We have the money, we have the foster, they just need to be pulled. 

It's on facebook:Login | Facebook

message me for my phonenumber if you are willing to help.


----------



## Mrs.K

Turns out the two year old is not the moma dog, she just came in the same time. Still needs to be pulled though.


----------



## WarrantsWifey

Thats out in California right?! I wish I could help!  Hopefully they get pulled to safety!


----------



## Mrs.K

Yeah, it's in California. 

There are quite a few people involved by now, trying to get these guys pulled. They are way to young to die and since I now have a way to keep mine separated from fosters, I am willing to do it. I have the time and space. Let's just hope they can be pulled in time. 

We also need help with transportation from Los Angeles to Pennsylvania. I can drive to Pennsylvania to pick them up from there. That is not an issue at all.


----------



## DharmasMom

Have you contacted Coastal German Shepherd Rescue? They may be able to help with the pulling and have ideas on transport. That is a REALLY long transport though and going to be tough to coordinate. GOOD LUCK!! Thank you for wanting to help these guys they are beautiful dogs!


----------



## KZoppa

Good luck Mrs. K. Keep us posted! Wish i could help.


----------



## Rerun

I'm involved in transports for a couple rescues that have already passed thorough checks through the coordinator we will transport for. We frequently provide overnights as well, and can tell you that will be a very difficult transport to get filled and coordinated, just having seen how tough it can be to fill the smaller ones and especially the two day ones. You will definitely need a reputable local foster who can pull them and get them vetted. They will need to see a vet before transport because they'll need health certificates to cross state lines. Also, many transporters don't have room or want to transport three large dogs, so that will add an extra level of difficulty. With the insane gas prices, it's expensive to take large vehicles and many people don't even keep the larger vehicles anymore.

That's awesome that you are trying to help. But highly doubtful you can get transport coordinated before they get euth'd, so someone's gotta be able to pull and do a temp foster or put them in boarding and have a plan for what will happen if transport can't be arranged.


----------



## arabian_nights

Mrs. K I am located in Indiana and would be willing to give one of them a home if a transport can be set up.


----------



## Rerun

No reputable transport coordinator will transport directly to an adoptive home without them going through a rescue and getting approved and a home visit.


----------



## arabian_nights

Rerun said:


> No reputable transport coordinator will transport directly to an adoptive home without them going through a rescue and getting approved and a home visit.


I'm willing to go through whatever channels I have to as well as temporarily providing a foster home until an adoption can be worked out.

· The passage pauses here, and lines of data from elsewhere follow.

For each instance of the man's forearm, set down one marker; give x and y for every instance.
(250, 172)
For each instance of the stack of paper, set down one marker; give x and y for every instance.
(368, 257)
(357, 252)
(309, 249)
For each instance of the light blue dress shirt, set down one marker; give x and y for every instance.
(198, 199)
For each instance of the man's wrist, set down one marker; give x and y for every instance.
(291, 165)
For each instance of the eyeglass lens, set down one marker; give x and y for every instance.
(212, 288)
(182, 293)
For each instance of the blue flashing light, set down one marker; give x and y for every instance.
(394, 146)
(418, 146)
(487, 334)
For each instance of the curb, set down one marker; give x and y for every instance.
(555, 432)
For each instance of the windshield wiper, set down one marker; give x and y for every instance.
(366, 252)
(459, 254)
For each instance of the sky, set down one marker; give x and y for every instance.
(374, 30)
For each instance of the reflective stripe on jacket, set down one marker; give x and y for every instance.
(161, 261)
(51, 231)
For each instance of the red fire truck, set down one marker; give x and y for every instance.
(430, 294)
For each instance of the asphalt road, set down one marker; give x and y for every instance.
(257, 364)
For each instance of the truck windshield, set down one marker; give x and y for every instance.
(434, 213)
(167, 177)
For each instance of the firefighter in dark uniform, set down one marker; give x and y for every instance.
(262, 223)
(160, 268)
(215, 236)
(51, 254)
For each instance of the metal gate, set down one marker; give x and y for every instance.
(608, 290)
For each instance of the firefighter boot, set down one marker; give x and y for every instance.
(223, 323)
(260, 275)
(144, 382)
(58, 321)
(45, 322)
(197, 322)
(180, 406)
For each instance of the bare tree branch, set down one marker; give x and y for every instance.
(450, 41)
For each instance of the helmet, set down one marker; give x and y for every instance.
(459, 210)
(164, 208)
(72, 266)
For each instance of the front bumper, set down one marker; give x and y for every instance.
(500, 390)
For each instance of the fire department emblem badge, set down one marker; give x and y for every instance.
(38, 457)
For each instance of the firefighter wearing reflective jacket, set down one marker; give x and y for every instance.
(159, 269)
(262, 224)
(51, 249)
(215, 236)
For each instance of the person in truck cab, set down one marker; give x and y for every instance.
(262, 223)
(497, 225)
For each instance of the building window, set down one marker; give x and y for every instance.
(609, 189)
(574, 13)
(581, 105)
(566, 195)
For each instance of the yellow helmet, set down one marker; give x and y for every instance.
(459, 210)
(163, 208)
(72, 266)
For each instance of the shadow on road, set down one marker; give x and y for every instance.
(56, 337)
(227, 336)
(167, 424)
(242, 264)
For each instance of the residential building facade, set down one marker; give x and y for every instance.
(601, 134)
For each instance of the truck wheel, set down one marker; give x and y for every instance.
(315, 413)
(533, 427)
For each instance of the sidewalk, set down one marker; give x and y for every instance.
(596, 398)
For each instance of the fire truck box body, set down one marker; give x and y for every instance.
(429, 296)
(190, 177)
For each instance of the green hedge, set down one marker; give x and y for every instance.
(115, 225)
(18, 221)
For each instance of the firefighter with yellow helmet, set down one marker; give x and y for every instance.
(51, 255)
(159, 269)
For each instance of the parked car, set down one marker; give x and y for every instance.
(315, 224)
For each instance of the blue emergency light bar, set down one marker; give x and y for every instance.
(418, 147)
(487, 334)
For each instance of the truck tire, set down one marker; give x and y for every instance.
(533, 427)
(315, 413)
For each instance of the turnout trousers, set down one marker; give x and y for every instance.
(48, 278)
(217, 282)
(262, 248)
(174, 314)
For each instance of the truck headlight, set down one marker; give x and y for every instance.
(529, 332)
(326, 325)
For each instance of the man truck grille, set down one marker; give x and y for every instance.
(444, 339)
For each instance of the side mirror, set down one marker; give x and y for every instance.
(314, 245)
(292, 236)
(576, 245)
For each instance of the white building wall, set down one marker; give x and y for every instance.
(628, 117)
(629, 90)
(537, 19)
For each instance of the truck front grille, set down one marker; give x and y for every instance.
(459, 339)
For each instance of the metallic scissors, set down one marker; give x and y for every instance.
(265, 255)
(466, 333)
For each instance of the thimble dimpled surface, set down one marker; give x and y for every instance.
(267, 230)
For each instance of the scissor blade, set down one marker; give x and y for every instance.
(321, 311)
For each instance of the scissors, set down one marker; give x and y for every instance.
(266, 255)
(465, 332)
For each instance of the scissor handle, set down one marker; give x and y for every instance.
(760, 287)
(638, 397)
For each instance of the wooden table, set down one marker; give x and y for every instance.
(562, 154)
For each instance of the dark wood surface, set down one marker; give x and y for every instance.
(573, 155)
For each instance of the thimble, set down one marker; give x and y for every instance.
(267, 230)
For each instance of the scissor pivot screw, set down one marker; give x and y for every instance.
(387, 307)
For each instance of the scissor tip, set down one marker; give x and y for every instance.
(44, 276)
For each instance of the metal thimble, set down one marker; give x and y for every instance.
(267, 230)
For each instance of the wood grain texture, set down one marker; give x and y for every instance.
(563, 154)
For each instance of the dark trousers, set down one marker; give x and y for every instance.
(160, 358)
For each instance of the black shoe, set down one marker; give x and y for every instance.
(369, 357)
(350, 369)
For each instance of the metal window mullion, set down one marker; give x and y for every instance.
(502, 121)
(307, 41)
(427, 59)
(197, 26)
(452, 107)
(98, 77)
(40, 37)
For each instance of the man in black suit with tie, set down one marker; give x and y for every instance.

I'm just trying to help in whatever way I can.


----------



## Jax's Mom

I know of an "underground railroad" of sorts, here in Ontario (where pit bulls are banned). They hook up with random travelers who have nothing to do with the dogs, but just agree to sign for the dogs as cargo on a flight they're taking, which happens to coincide with where the dogs need to go (outside of Ontario)... A volunteer meets up with the traveller, gives them the cash for the flight and the dog already in a carrier, then when they get off the flight at their destination, the dog is met by another volunteer. 
Perhaps you could contact a rescue to work up something like this from LA?

PS it's really nice to see someone stepping up to help give them a better life


----------



## Rerun

I understand that you may be trying to help, but read some of the recent threads on what happens when people don't know where the dog is ending up and you'll understand why rescue people hesitate to pull a dog from one bad fate to another potentially even worse fate.


----------



## arabian_nights

Rerun said:


> I understand that you may be trying to help, but read some of the recent threads on what happens when people don't know where the dog is ending up and you'll understand why rescue people hesitate to pull a dog from one bad fate to another potentially even worse fate.


Yeah I totally agree. So I guess my question is how CAN I be able to offer my home to one of these dogs?


----------



## arabian_nights

I just get so discouraged because I am from Egypt and my partner is from Saudi Arabia we really are fresh here in the states and didn't have a dog here yet so people overlook us. This is so unfortunate because they are giving up a great home with experienced GSD owners. I called a rescue here in my state and the lady was SO rude told us "in THIS country blah blah blah..." and refused to even give me any information.


I want to be able to offer my home to one of these dogs. I'd be willing to give my phone number to Mrs. K if she'd like. I'm not sure what else to say.


----------



## BowWowMeow

Why not hook up with a local rescue and work on dogs that are closer to you? There are so many nearby whose lives are also in imminent danger. 

Doing a volunteer transport from one end of the country is going to be very hard to coordinate and fill (and check out every single volunteer) and also quite hard on the dogs. 

And for those of you wishing to help: find a reputable local rescue and fill out a volunteer application.


----------



## arabian_nights

BowWowMeow said:


> Why not hook up with a local rescue and work on dogs that are closer to you? There are so many nearby whose lives are also in imminent danger.
> 
> Doing a volunteer transport from one end of the country is going to be very hard to coordinate and fill (and check out every single volunteer) and also quite hard on the dogs.
> 
> And for those of you wishing to help: find a reputable local rescue and fill out a volunteer application.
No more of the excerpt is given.